Он неспеша погладил пальцами инструмент.
– Мы были молоды и счастливы. – Начал он свой рассказ. – Танюша училась вместе со мной в медицинском. На последнем курсе мы расписались. После окончания она устроилась работать в поликлинику на Васильевском острове. Мы оба из Питера. – пояснил он. – Меня пригласили в интернатуру крупного военного госпиталя. Работа была интересной и я согласился. Но было одно но… Мне присвоили звание. Я стал военным хирургом. Еще несколько лет, и я защитил степень. Танюшка родила Ванечку. Он очень похож на нее.
– Только глаза папины… - прошептала я.
– Да, глаза мои. – Улыбнулся Бортников. – Ване было три года, когда меня послали в командировку на Кавказ. Хоть официально военные действия к этому времени там не велись, но боевики партизанили регулярно, внезапно появляясь то с территории Дагестана, то Грузии, или Кабардино-Балкарии, нападая на наших военных и мирных жителей. Там, куда меня направили, был большой госпиталь. И большая хирургическая практика. Мы, русские специалисты-медики, жили не в городе, а при больнице. И идти к месту работы недалеко, и безопасно в плане жизни. Нас охраняли. Командировка была длинная, на полгода. Моя Танюшка решила, что если в телевизионных новостях все спокойно, значит, волноваться не о чем, и сюрпризом прилетела ко мне вместе с маленьким Ванюшкой. – Мужчина закрыл лицо руками. – В тот день было ясно и солнечно. В нашем военном городке все было тихо и мирно. Таня решила с утра сходить на рынок, порадовать меня домашней стряпней. Ваня остался с соседкой. Я работал. Примерно часов в одиннадцать с северной стороны городка начался прорыв боевиков. Снаряды, осколки летали повсюду. Наши военные их вскоре выбили, и к нам начали поступать раненые. Военные и гражданские. В числе последних я увидел свою жену. У нее было тяжелое ранение в голову. Я помогал нашему нейрохирургу во время операции. Она выжила, но в сознание не приходила. По семейным обстоятельствам, раньше срока, я с ней и сыном вернулся в Питер. Я показывал ее лучшим специалистам. В коме она пролежала два месяца. Потом пришла в себя. Но мозговая деятельность целиком к ней не вернулась. К тому же она больше не могла ходить. Знаете, она стала как растение. Ничего не видела, хотя глаза был открыты, ничего не слышала. Когда ее укладывали спать, она напевала колыбельную песенку, которую пела маленькому Ванечке: Придет серенький волчок… - Бортников сглотнул ком в горле.
– Но больше ни о чем не говорила. Я, мои родители, ее родители поочередно дежурили у постели больной. Малыш засыпал только рядом с ней. И, уже сонного, мы перекладывали его на свою кроватку. Ваня рос и помогал ухаживать за мамой. Он кормил ее. Знаете, с тех пор у него любимое блюдо – манная каша. Он упросил меня отдать его в музыкальную школу. Хотел играть маме песенки. И, знаете, в шесть лет он сносно играл на маленькой флейте. Когда пошел в школу, старался учиться на одни пятерки. Он приносил маме дневник и показывал ей.

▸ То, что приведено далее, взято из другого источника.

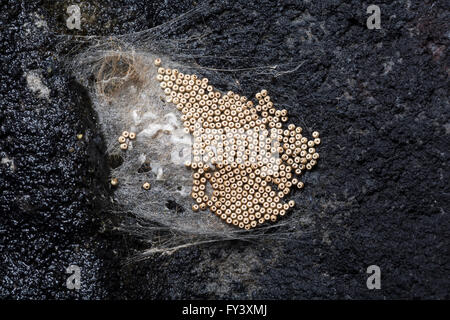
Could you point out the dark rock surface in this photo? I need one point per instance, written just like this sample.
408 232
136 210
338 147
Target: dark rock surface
379 196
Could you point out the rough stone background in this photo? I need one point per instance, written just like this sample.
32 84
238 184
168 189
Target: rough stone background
379 195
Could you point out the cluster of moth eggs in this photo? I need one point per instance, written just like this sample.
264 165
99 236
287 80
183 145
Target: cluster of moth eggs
240 149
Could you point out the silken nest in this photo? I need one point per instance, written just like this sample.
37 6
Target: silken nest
195 164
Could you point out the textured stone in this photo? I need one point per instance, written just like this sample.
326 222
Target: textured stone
378 196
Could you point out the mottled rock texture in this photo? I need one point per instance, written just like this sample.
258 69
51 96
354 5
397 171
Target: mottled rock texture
380 193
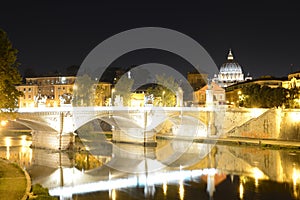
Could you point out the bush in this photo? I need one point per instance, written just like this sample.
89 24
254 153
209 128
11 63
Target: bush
41 193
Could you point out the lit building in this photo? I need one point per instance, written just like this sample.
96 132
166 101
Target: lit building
51 91
293 81
197 80
230 72
218 95
233 92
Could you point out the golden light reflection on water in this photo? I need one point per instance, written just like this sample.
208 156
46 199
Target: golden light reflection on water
165 188
295 177
7 144
257 175
181 190
241 190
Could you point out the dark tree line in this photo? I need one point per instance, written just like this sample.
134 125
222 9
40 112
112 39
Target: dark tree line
9 77
257 96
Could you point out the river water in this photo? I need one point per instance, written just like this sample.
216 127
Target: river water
224 172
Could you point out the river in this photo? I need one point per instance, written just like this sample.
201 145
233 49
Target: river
203 171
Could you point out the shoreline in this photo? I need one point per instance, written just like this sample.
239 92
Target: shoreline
241 141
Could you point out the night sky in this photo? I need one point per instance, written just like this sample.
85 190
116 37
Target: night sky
264 37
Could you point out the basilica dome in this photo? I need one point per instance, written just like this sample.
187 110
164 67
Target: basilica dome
230 66
230 72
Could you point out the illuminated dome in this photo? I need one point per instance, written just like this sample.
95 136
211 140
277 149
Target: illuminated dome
230 72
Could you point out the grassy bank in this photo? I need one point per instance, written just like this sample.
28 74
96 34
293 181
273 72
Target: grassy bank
12 181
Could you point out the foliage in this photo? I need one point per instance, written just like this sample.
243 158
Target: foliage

Я сам слышал, как он обещал выучиться и помочь справиться с ее болезнью. Но Таня угасала. Медленно. Сначала она перестала садиться в кресло. Лежала, глядя открытыми глазами в потолок. А перед своим днем рождения закрыла их навсегда. Она не мучилась. Просто ушла от нас. Вот, наверное, тогда глаза сына стали глубокими. Он дал на могиле матери слово быть лучшим. Стать врачом и спасать людей. Вот и вся наша семейная история. – Поднял на меня глаза Александр Иванович.